La reformulación de los planteos del adversario en términos reconocibles para éste, y no la apelación al contra-argumento ad hominen o la presentación tergiversada de sus posiciones, es uno de los requisitos indispensables de la democracia concebida como sistema de concesiones mutuas y como la admisión del error sin costos políticos irreparables. Requisito cuyo cumplimiento puede ser reforzado si los competidores comprueban que a mayor complejidad o conflictividad de una cuestión como la de la relación Estado-Campo, es la posibilidad que tiene de conocer a priori qué soluciones serán redituables desde el punto de vista de sus intereses políticos inmediatos.
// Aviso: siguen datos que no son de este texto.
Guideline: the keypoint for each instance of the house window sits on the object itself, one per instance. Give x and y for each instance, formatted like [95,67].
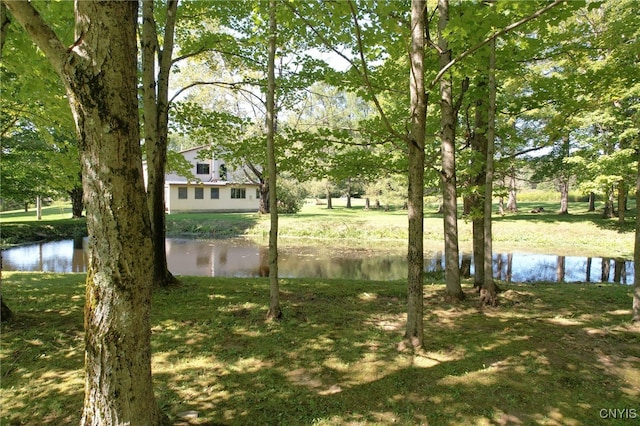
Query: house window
[238,193]
[202,168]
Obviamente, el régimen democrático dispone de los mecanismos para poner fin a cada discusión mediante la inapelable aplicación de la ley del número. Pero el asunto no es éste, si no que las decisiones que finalmente se adopten sean por su razonabilidad convincentes para todos. Cuando nadie puede convencer a nadie sobre nada, difícilmente pueda darse la flexibilidad en la conversión de un argumento valido para los sectores en pugnan en un argumento válido para todos. No basta el deseo nacionalizante de entenderse en nombre de la unidad nacional, es preciso además reformular los argumentos del adversario en términos mutuamente aceptables, exponerse a las críticas y reelaborar los propios argumentos evitando interponer barreras infranqueables de pretendida irrefutabilidad.
La democracia no admite “tosquedades” a la hora de establecer diálogos. La riqueza del acuerdo está en la eliminación de los antagonismos atávicos, lo que no quiere decir la abdicación de las posiciones que se creen válidas. Para el acuerdo, simplemente ha de prevalecer la cordura, sobre la locura.